The results (associated with our methodology) in table 2 have been stored in the file resPitt.Rdata, the table can be regenerated by running the script res2LaTeXtable.R (uncomment the line corresponding to the file path).

source("res2LateXtable.R")

The corresponding realizations are stored in the three table_pitt_sig*.mat files (one file per noise level). The results for the trend filtering (k = 0, 1, 2) as well as two other wavelet estimators of Sharpnack, Singh, and Krishnamurthy (2013) appearing in the table 1 are obtained by running the script table_pitt_trend.m. For comparison, this script also provides the two other wavelet approaches considered in Wang et al. (2016).
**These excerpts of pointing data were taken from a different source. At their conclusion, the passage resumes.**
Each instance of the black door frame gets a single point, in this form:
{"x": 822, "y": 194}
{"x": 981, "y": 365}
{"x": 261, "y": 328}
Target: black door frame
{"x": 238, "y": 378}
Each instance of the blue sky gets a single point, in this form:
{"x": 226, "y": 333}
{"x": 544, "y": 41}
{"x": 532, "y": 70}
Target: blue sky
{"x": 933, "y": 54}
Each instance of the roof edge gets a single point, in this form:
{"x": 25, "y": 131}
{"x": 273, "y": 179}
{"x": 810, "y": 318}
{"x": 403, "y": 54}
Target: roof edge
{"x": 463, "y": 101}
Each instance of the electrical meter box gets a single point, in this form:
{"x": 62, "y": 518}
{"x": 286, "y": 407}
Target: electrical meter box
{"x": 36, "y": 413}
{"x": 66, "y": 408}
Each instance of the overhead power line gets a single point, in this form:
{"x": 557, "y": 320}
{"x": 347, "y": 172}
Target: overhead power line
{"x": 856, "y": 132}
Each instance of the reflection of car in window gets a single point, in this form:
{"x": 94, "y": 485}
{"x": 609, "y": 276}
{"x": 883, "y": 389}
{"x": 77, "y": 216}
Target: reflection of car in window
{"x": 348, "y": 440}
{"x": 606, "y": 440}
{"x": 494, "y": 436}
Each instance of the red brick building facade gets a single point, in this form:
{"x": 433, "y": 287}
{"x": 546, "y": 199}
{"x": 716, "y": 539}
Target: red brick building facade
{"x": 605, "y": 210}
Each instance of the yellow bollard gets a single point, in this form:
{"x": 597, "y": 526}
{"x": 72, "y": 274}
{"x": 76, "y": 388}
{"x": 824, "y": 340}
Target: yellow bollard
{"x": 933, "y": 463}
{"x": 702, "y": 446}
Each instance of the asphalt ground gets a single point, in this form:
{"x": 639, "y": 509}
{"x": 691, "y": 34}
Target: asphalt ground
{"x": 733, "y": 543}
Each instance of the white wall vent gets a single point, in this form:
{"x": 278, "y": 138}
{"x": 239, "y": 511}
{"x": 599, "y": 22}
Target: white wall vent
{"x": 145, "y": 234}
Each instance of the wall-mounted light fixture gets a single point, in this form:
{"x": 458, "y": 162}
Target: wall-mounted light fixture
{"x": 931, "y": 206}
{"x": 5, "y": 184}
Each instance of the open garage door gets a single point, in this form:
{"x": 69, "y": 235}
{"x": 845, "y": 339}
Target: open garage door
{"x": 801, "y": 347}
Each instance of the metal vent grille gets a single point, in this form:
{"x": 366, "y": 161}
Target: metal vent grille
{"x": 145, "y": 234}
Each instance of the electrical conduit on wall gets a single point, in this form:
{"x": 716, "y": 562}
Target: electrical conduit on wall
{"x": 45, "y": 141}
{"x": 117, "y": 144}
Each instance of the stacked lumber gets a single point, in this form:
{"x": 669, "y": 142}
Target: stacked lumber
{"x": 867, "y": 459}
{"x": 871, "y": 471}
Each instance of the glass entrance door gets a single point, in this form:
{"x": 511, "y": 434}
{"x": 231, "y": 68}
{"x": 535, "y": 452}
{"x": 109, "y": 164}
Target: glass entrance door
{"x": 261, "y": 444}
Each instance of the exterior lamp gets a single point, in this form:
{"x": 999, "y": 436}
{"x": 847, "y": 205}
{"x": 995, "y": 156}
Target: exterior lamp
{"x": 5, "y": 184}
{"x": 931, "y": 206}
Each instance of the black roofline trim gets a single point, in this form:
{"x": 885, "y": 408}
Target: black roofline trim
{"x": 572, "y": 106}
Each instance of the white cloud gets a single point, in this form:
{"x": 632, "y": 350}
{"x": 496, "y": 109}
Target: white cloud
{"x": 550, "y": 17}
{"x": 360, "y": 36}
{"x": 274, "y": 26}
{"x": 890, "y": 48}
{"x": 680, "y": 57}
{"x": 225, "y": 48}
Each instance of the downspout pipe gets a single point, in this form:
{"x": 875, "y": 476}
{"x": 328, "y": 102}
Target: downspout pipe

In addition, calculations (associated with our methodology) can be re-run from the files table_pitt.R.

source("table_pitt.R")

Real Dataset: New York City Taxis

The results presented in section Real Dataset: New York City Taxis are reproducible by executing the script nyc.R.

source("nyc.R")

Correlated Noise

The results presented in section Correlated Noise correlated noise are reproducible by running the script colored.R.

source("colored.R")

Further Experiments with Block Thresholding

The tests performed for the block method are in the script blockPitt.R.

source("blockPitt.R")

References

Chambolle, Antonin, and Jérôme Darbon. 2009. “On Total Variation Minimization and Surface Evolution Using Parametric Maximum Flows.” International Journal of Computer Vision 84 (3): 288.

de Loynes, Basile, Fabien Navarro, and Baptiste Olivier. 2021. “Data-Driven Thresholding in Denoising with Spectral Graph Wavelet Transform.” Journal of Computational and Applied Mathematics 389: 113319.

De Loynes, Basile, Fabien Navarro, and Baptiste Olivier. 2020. Gasper: GrAph Signal Processing in R. arXiv Preprint arXiv:2007.10642.

Hammond, David K, Pierre Vandergheynst, and Rémi Gribonval. 2011. “Wavelets on Graphs via Spectral Graph Theory.” Applied and Computational Harmonic Analysis 30 (2): 129–50.

Sharpnack, James, Aarti Singh, and Akshay Krishnamurthy. 2013. “Detecting Activations over Graphs Using Spanning Tree Wavelet Bases.” In Artificial Intelligence and Statistics (Aistats-13), 536–44.

Wang, Yu-Xiang, James Sharpnack, Alexander J. Smola, and Ryan J. Tibshirani. 2016. “Trend Filtering on Graphs.” J. Mach. Learn. Res. 17: Paper No. 105, 41.